Anak-anak asuh Shin Tae-yong harus menyerah 1-2 dari China pada pertandingan lanjutan putaran ketiga Kualifikasi Piala Dunia 2026 Zona Asia Grup C di Qingdao Youth Football Stadium, Selasa (15/10/2024) malam WIB.
Hasil mengecewakan itu terjadi setelah Timnas Indonesia menguasai total jalannya pertandingan di babak pertama maupun kedua. Tapi, eksekusi yang buruk dan permainan yang menoton membuat para pemain gagal menciptakan gol.
Baca Juga
Benarkah? Thomas Tuchel Dikabarkan Latih Timnas Inggris Menuju Piala Dunia 2026
Di sisi lain, serangan balik China efektif dan efisien. The Dragon memimpin 1-0 lewat Behram Abduweli pada menit 21 memanfaatkan kemelut di pertahanan Timnas Indonesia. China menambah keunggulan 2-0 melalui Zhang Yuning pada menit 44. Timnas Indonesia berusaha membalas pada menit 86 melalui Thom Haye.
Branko Ivankovic merasa lega akhirnya keluar dari krisis lewat kemenangan atas Timnas Indonesia. Sang pelatih memberikan apresiasi kepada sekitar 30 ribu fans di stadion yang tak berhenti memberikan dukungan.

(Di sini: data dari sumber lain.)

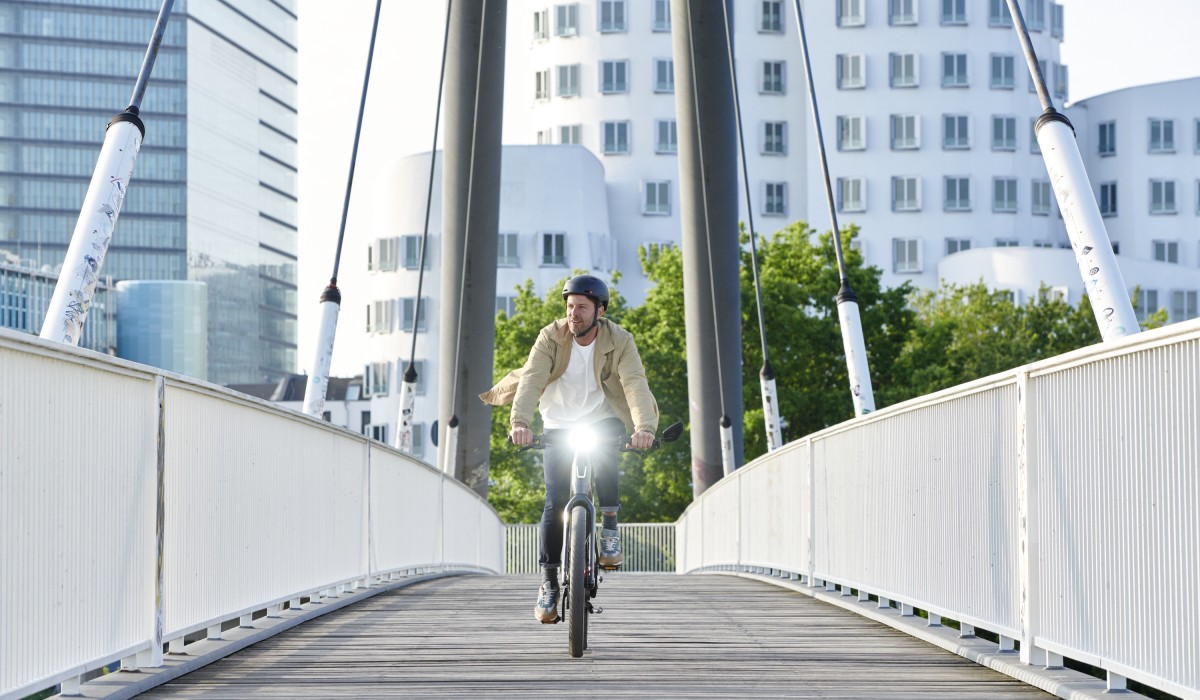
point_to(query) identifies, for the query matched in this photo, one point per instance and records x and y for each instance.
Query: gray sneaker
(610, 549)
(546, 610)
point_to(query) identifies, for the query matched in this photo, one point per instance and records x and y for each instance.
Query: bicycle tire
(577, 586)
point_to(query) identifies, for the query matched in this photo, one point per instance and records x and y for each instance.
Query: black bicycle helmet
(589, 286)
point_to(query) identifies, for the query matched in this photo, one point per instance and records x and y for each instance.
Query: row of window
(954, 12)
(957, 132)
(958, 195)
(904, 71)
(1159, 136)
(613, 78)
(612, 17)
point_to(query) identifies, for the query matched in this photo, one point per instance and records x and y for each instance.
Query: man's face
(580, 312)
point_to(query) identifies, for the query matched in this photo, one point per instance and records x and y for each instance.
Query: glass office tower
(214, 191)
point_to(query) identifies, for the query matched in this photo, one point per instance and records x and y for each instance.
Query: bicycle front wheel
(577, 585)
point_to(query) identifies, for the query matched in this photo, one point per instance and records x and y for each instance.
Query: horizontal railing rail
(142, 510)
(1045, 506)
(646, 546)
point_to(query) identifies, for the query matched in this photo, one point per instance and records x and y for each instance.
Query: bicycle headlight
(583, 440)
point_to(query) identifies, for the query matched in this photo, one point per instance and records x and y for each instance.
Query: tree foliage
(918, 341)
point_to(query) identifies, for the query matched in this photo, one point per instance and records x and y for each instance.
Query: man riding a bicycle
(583, 370)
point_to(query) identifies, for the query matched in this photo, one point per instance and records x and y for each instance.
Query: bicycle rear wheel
(577, 586)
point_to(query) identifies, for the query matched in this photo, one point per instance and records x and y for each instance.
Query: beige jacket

“Suporter menciptakan atmosfer yang baik. Mereka adalah pemain ke-12 kami. Para pemain membalas kepercayaan fans dan pemimpin dengan permainan yang luar biasa,” ucap Branko Ivankovic di situs resmi AFC.
Lebih lanjut, mantan pelatih Oman menyebut Timnas Indonesia dominan. Tapi, tidak mampu menciptakan peluang. “Kami bertahan dengan baik, dan meredam serangan lawan, serta tidak memberi mereka peluang bermain terbuka,” ucap Branko Ivankovic.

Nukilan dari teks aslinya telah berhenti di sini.